There is so much more that’s new to talk about – a new Flemish Primitive Wild Ale (No. 4, the most bitter one yet), sterling new Tripels from Kerkom and Slaapmutske, the fairly unbelievable Schaerbeekse Kriek from 3 Fonteinen, the return of the unredoubtable Kapuziner Schwarze-weizen (Black Wheat) beer, as well as a new Kellerbier from Kulmbacher, just to name a few – but surely this is enough to prove the point. The brewers are definitely doing their job, as hard as it is. Just when we think there can’t be any more good beer out there, and no good breweries that we haven’t heard of to make it, another pleasant surprise pops up. (For example, keep an eye out for some splendid beers from Nøgne Ø in Norway – a wide range of English-style beers with English subtlety ruled by an almost American-style passion for alcoholic strength and hoppiness. They ought to start turning up about March.)

But are the rest of us doing our part to get out the truth, to spread good beer throughout the land? Do people out there in the market, barraged with new beers, some good, some bad, some indifferent, have any clue about which ones they need to buy and drink? Alas, I think not. As the President might put it:

On September the 11th, 2001, we learned that things were definitely better on September 10th. In this time of great ferment [pause here for polite laughter and muted applause] we are making great strides in the beer brewing sector. But this progress is not being matched in the remainder of the beer economy. We have seen lackluster performance particularly in the beer-drinking, beer-writing, and beer-regulating sectors. But I have a plan to stimulate these underperforming sectors. My opponents, they’ll tell you what’s wrong with this great economy, and they’ll try to tear down my plan. But do they have a plan? If they have a plan, I didn’t get the memo. Heh. [Smile, or grimace, here.] And they don’t mind smearing the reputation of a lot of good men, a lot of good brewers (and some of them are women, Laura told me to make sure I said that), and you’ll see that, when the going gets tough – and it’s hard work, very hard work – that, well, the ones who aren’t that tough are undercalculating our firm resolve to, eh, resolve this firmly, and with firm resolve. Everything changed on September the 11th, 2001. The American people elected me to protect them from bad beer, and that’s my job. The American people must understand that I will do my job, whatever it takes. They have a right to understand that. [Pause for emphasis, and fix a stern look in the direction of the camera. If no one applauds, just keep going like you didn’t expect them to applaud anyway.] And I will continue with my job-doing until it’s accomplished. And that’s the lesson of September 11th, 2001.
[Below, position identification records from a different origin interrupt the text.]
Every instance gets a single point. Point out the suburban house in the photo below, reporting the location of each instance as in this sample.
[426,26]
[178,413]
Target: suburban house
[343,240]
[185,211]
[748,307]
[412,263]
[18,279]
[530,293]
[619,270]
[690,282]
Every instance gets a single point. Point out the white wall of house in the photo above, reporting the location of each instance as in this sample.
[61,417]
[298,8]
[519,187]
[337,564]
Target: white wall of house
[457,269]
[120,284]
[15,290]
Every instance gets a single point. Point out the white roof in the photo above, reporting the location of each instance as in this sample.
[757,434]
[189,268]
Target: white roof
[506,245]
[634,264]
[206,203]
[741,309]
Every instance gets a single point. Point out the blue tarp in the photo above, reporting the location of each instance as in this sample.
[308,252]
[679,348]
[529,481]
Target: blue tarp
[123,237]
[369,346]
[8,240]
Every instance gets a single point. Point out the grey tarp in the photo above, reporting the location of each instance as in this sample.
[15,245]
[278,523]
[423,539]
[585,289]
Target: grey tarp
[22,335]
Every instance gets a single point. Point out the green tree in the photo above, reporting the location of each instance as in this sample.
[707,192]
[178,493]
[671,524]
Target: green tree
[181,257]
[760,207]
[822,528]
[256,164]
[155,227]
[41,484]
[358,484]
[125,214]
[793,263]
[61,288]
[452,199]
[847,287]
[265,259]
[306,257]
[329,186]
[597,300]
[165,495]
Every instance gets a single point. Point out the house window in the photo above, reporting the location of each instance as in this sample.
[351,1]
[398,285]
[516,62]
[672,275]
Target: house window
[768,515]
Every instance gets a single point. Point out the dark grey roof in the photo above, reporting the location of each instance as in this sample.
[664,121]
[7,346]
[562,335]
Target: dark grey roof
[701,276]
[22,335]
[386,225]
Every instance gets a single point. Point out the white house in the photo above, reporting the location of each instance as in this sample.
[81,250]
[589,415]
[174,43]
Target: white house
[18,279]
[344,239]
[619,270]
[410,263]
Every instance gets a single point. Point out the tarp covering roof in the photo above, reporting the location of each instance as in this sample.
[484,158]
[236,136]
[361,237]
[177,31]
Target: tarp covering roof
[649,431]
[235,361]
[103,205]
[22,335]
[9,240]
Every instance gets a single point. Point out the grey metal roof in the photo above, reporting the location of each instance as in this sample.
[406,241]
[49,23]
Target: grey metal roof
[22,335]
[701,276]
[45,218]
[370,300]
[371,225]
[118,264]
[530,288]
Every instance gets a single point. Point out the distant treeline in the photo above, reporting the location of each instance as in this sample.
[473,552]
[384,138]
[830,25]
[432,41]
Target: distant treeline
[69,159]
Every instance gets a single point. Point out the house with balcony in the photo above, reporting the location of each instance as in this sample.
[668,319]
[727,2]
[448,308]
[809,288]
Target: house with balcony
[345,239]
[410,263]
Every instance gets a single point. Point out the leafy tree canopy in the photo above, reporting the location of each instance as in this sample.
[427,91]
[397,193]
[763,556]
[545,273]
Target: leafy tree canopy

Oh, goshdarnit, I was just about to get to the controversial, inflammatory stuff, and now they’re telling me it’s time to go on back to the ranch. We’ll have to take up some of these hot issues next time. Please stay tuned for my State of the Union Address, Part Deux, coming soon. [Pause briefly for barely stifled yawning and a smattering of low boos and hisses.]

I would like to conclude by saying that, as always, the answer to our pressing problems, the key to our continued growth, is: Tax cuts. [Lengthy pause for rousing standing O.] Or, if not that: Good, clean, nucular energy.

We will not surrender to evil. I don’t want to say that it will be hard work, but I will say that it will be difficult – definitely not easy work. Freedom is on the march, but there will be some painful calluses and hideous, oozing blisters along the way.

Thank you, and good night. God bless all of you. And God bless beer.

[Exit promptly, smiling continually, and move toward the back door – it will be unlocked. Don’t answer any questions from anybody.]